ウォールフラワー★★★〜不良品おもちゃたちの島〜


 “Welcome to the island of misfit toys” サム(エマ・ワトソン)は、自分たちをこう形容する。直訳すると「不良品おもちゃたちの島」で、USキッズ・アニメ"Rudolph the Red-Nosed Reindeer & the Island of Misfit Toys"からの引用だ。これはクリスマス映画らしく、不良品おもちゃ達が「子ども達の愛」を求めて叫ぶシーンがあるらしい。

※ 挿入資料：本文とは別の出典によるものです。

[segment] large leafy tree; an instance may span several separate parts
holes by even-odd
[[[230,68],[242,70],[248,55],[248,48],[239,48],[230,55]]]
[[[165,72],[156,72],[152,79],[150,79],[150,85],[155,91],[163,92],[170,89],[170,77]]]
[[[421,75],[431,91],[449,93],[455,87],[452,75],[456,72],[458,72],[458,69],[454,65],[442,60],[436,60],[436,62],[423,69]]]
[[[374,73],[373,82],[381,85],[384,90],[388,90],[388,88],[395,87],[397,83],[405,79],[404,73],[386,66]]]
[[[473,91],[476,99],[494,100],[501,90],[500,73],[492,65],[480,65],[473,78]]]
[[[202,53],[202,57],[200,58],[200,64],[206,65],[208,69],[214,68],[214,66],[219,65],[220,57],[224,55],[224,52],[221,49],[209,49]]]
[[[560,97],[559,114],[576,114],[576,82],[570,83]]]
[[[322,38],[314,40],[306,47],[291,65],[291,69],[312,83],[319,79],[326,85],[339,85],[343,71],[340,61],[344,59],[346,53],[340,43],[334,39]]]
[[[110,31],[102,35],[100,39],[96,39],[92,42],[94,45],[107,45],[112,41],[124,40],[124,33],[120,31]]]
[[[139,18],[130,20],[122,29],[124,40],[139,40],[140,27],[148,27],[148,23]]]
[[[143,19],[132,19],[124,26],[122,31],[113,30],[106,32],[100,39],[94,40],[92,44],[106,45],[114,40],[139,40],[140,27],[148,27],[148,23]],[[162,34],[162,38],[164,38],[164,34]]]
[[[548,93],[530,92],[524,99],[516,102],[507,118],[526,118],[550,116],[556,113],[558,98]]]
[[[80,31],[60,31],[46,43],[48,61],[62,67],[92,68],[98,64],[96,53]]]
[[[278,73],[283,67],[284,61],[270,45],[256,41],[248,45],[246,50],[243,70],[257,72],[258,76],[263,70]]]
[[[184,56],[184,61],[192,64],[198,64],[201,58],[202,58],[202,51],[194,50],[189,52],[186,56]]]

 やや自虐的な表現であるが、彼女がそう言うように、主人公たちは全員「傷」を抱えており、どこかで「愛」を求めている。おもちゃ達と異なるのはその欲求を叫べていないところだ。チャーリー(ローガン・ラーマン)はPTSDのせいで人と関わることを恐れ、本来のコミュニケーション能力をほぼゼロにしてしまっている*1。サムは実父を軽蔑しながら、恐らく実父のような「クソ男」と恋愛をしている。パトリック(エズラ・ミラー)は一見悩んでいないように見せているが、男性の恋人の存在を必死に隠している。女生徒に"Suck it!!"ジョークを飛ばす癖は秘密を抱える不安から生じているのだろう。フューチャーされないアリス(エリン・ヴィルヘルム)にしても、家が裕福なのに万引きを繰り返している。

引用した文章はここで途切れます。